Picking epsilon is genuinely hard. The 2020 Wood et al. "Differential Privacy: A Primer for a Non-Technical Audience" essay in the Vanderbilt Journal of Entertainment and Technology Law devotes significant space to the question and arrives at no universal answer. Numbers like epsilon = 1 sound stringent but allow a multiplicative shift of e in posterior odds, more permissive than many policymakers assume. Communication is harder still: explaining to a Census respondent that their record is protected because no analyst's posterior odds can shift by more than a factor of e^19.61 is a tough sell.
Auditing is partially addressed but not solved. Black-box verification that an implementation satisfies its claimed (epsilon, delta)-DP bound is hard. The Auditing DP-SGD line of work gives empirical lower bounds on actual leakage by running membership-inference attacks under known training data, but the gap between provable upper bounds and empirical lower bounds is often large.
Reconstruction attacks remain a live research area. The Census Bureau's own 2018 reconstruction experiment showed that the 2010 swapping-based DAS allowed reconstruction of underlying records to a significant fraction, which was the empirical motivation for switching to DP for 2020.
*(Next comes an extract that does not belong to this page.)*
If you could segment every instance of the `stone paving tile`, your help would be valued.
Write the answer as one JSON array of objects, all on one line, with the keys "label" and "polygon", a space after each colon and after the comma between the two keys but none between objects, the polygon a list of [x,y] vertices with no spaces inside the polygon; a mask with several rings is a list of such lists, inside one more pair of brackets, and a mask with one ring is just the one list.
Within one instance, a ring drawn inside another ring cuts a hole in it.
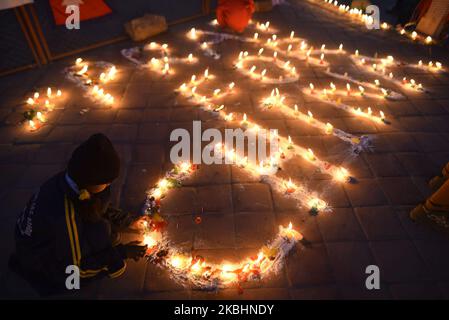
[{"label": "stone paving tile", "polygon": [[235,218],[231,214],[203,215],[195,227],[194,249],[230,248],[235,246]]},{"label": "stone paving tile", "polygon": [[234,219],[238,247],[261,247],[278,232],[272,212],[242,212],[236,214]]},{"label": "stone paving tile", "polygon": [[393,205],[416,204],[421,193],[410,178],[383,178],[379,184]]},{"label": "stone paving tile", "polygon": [[[145,268],[142,268],[145,270]],[[148,263],[146,265],[145,280],[143,282],[144,293],[160,292],[160,291],[179,291],[184,288],[173,281],[167,269]],[[140,283],[142,285],[142,282]]]},{"label": "stone paving tile", "polygon": [[420,149],[424,152],[449,150],[449,141],[444,139],[440,134],[416,133],[413,137]]},{"label": "stone paving tile", "polygon": [[345,184],[344,188],[352,205],[385,205],[387,202],[382,189],[375,180],[359,180],[356,184]]},{"label": "stone paving tile", "polygon": [[410,176],[431,176],[435,174],[435,163],[426,154],[400,153],[396,157]]},{"label": "stone paving tile", "polygon": [[332,271],[338,284],[364,288],[367,266],[374,264],[366,242],[326,243]]},{"label": "stone paving tile", "polygon": [[383,281],[430,280],[434,277],[409,240],[375,241],[370,242],[370,247]]},{"label": "stone paving tile", "polygon": [[385,134],[391,149],[395,152],[416,152],[419,147],[410,134],[398,132]]},{"label": "stone paving tile", "polygon": [[309,189],[317,192],[333,208],[349,207],[350,203],[341,184],[329,180],[313,180]]},{"label": "stone paving tile", "polygon": [[165,162],[166,152],[160,144],[140,143],[133,146],[131,158],[134,163],[162,165]]},{"label": "stone paving tile", "polygon": [[331,214],[319,215],[317,222],[326,242],[366,239],[351,208],[334,208]]},{"label": "stone paving tile", "polygon": [[207,214],[233,210],[232,188],[229,184],[199,187],[196,193],[198,207]]},{"label": "stone paving tile", "polygon": [[[401,155],[397,155],[400,157]],[[366,162],[377,177],[396,177],[406,175],[406,171],[390,153],[368,153],[364,155]]]},{"label": "stone paving tile", "polygon": [[432,273],[440,280],[449,280],[449,257],[446,254],[448,241],[416,240],[414,243]]},{"label": "stone paving tile", "polygon": [[5,221],[14,220],[35,191],[35,189],[12,188],[4,192],[0,198],[2,203],[0,205],[0,219]]},{"label": "stone paving tile", "polygon": [[273,209],[270,188],[266,184],[234,184],[232,192],[236,212],[271,211]]},{"label": "stone paving tile", "polygon": [[289,256],[286,264],[288,278],[294,287],[334,282],[329,257],[322,244],[297,250]]},{"label": "stone paving tile", "polygon": [[407,237],[395,210],[391,207],[363,207],[354,210],[368,240],[405,239]]},{"label": "stone paving tile", "polygon": [[166,195],[161,213],[185,214],[194,213],[197,209],[197,192],[195,188],[181,187],[174,189]]},{"label": "stone paving tile", "polygon": [[209,184],[224,184],[231,182],[231,166],[230,165],[200,165],[199,170],[195,171],[193,175],[188,178],[184,185],[209,185]]}]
Utility for small subgroups is the most painful tradeoff. The same noise that protects a record also dominates the signal for groups smaller than roughly 1/epsilon. The 2024 PNAS paper "The 2020 US Census Differential Privacy Method Introduces Disproportionate Discrepancies for Rural and Non-White Populations" documents larger relative errors in tracts with small rural and non-white populations than under prior methods. The choice of how to spread the privacy budget across geographies is ultimately a policy decision.
Finally, the proof depends on the neighbourhood definition. A guarantee against add-or-remove neighbours says nothing directly about an attacker who already has many of the records and wants to learn about a specific one. Group privacy and user-level DP give stronger guarantees but at a corresponding cost in epsilon.
| Technique | Type of guarantee | Relationship to DP |
|---|---|---|
| k-anonymity (Sweeney 2002) | Syntactic | Weaker; vulnerable to linkage and homogeneity attacks |
| l-diversity (Machanavajjhala et al. 2007) | Syntactic | Strengthens k-anonymity but still no formal guarantee |
| Secure multi-party computation | Computational, no leakage from computation | Orthogonal; can compute DP outputs without trusting a curator |
| Fully homomorphic encryption | Computational, no leakage from computation | Orthogonal; allows computing on encrypted data |
| Federated learning | Decentralised training | Pairs naturally with DP; FL alone does not give formal guarantees |
| Trusted execution environments (SGX, TDX) | Hardware-rooted confidentiality | Often used as a substitute curator for shuffle and central DP |
The key conceptual difference is that DP makes a statistical statement about output distributions, while MPC and FHE make computational statements about what an adversary can extract from encrypted data. The two families compose: a federated learning pipeline can use MPC to aggregate model updates and DP to ensure the aggregated update itself does not leak about any single client.
DP has gradually entered regulatory discourse, though it is rarely codified.
No major regulator has yet specified a particular epsilon as the threshold for legal anonymisation, which is probably the hardest open policy question in the field.